The Wilson score interval and weighted histograms

The Wilson Score interval (WSI) has won the LHCb internal challenge for the most suitable interval for efficiencies. The question is what to do when events are weighted was left open at the time. It is addressed here, the WSI can be used also with weighted histograms if ordinary counts in unweighted histograms are replaced with effective counts in weighted histograms.

import numpy as np
import boost_histogram as bh
from matplotlib import pyplot as plt

The Wilson score interval is given by, see e.g. https://en.wikipedia.org/wiki/Binomial_proportion_confidence_interval: \[ p_\text{min} = \frac{n_S + \frac 12 z^2}{n_S + n_F + z^2} - \frac{z}{n_S + n_F + z^2} \sqrt{\frac{n_S n_F}{n_S + n_F} + \frac{z^2}{4}} \] \[ p_\text{max} = \frac{n_S + \frac 12 z^2}{n_S + n_F + z^2} + \frac{z}{n_S + n_F + z^2} \sqrt{\frac{n_S n_F}{n_S + n_F} + \frac{z^2}{4}} \] with \(n_S\) counts of selected events, \(n_F\) counts of rejected events, \(z\) number of sigmas (\(z = 1\) for standard intervals).

In case of weighted events, the \(n_S,n_F\) are the effective counts, computed as \[ n_\text{effective} = \frac{\big(\sum_i w_i\big)^2}{\sum_i w^2_i}. \]

def wilson_score_interval(n_s, n_f, z=1):
    n = n_s + n_f
    z2 = z * z
    center = (n_s + 0.5 * z2) / (n + z2)
    delta = z / (n + z2) * np.sqrt(n_s * n_f / n + 0.25 * z2)
    return center - delta, center + delta

In boost-histogram, this is computed as n_eff = h.values() ** 2 / h.variances() for a histogram h with WeightedSum storage.

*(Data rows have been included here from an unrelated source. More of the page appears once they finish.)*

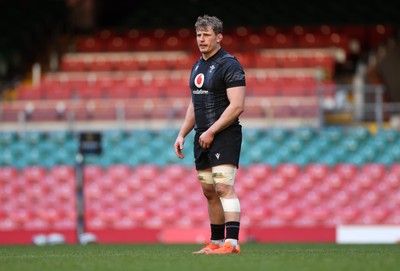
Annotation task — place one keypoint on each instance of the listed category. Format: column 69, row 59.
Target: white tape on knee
column 224, row 174
column 205, row 177
column 230, row 205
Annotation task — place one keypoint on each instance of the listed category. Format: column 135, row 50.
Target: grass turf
column 265, row 257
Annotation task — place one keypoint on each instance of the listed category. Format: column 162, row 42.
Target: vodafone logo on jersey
column 199, row 80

Since we look into a single bin here, we skip the histogram and just use the WeightedSum() accumulator directly, which is one element of the storage.

p_truth = 0.1

rng = np.random.default_rng(1)

w_s = bh.accumulators.WeightedSum()
w_f = bh.accumulators.WeightedSum()

w = rng.exponential(10, size=100)
m = rng.uniform(size=len(w)) < p_truth

w_s.fill(w[m]), w_f.fill(w[~m])

(WeightedSum(value=29.7824, variance=357.384),
 WeightedSum(value=1008.21, variance=25830.4))

n_s = w_s.value ** 2 / w_s.variance if w_s.variance > 0 else 0
n_f = w_f.value ** 2 / w_f.variance if w_f.variance > 0 else 0

p = n_s / (n_s + n_f)
p_min, p_max = wilson_score_interval(n_s, n_f)

print(f"efficiency = {p:.2f} - {p-p_min:.2f} + {p_max-p:.2f}")

efficiency = 0.06 - 0.03 + 0.05

Note that the error is asymmetric in general. This is especially noticable when p is close to 0 or 1.

Let’s check with a parametric bootstrap simulation whether this uncertainty is correct. It is parametric because we know that the weights are exponentially distributed.

rng = np.random.default_rng(1)

w_mean = np.mean(w)

p_boot = []
for iboot in range(1000):
    wi = rng.exponential(w_mean, size=len(w))
    mi = rng.uniform(size=len(w)) < p
    t_s = bh.accumulators.WeightedSum()
    t_f = bh.accumulators.WeightedSum()
    t_s.fill(wi[mi])
    t_f.fill(wi[~mi])
    p_boot.append(t_s.value / (t_s.value + t_f.value))
    
center = np.mean(p_boot)
delta = np.std(p_boot)
p_min_boot = center - delta
p_max_boot = center + delta

plt.errorbar([1], [p], [[p-p_min], [p_max-p]], fmt="ok")
plt.errorbar([2], [p], [[p-p_min_boot], [p_max_boot-p]], fmt="sr")
plt.axhline(p_truth, ls="--", color="0.5")

print(f"efficiency = {p:.2f} - {p-p_min:.2f} + {p_max-p:.2f}")
print(f"efficiency(boot) = {p:.2f} - {p-p_min_boot:.2f} + {p_max_boot-p:.2f}")

efficiency = 0.06 - 0.03 + 0.05
efficiency(boot) = 0.06 - 0.03 + 0.03

Ok, check passed.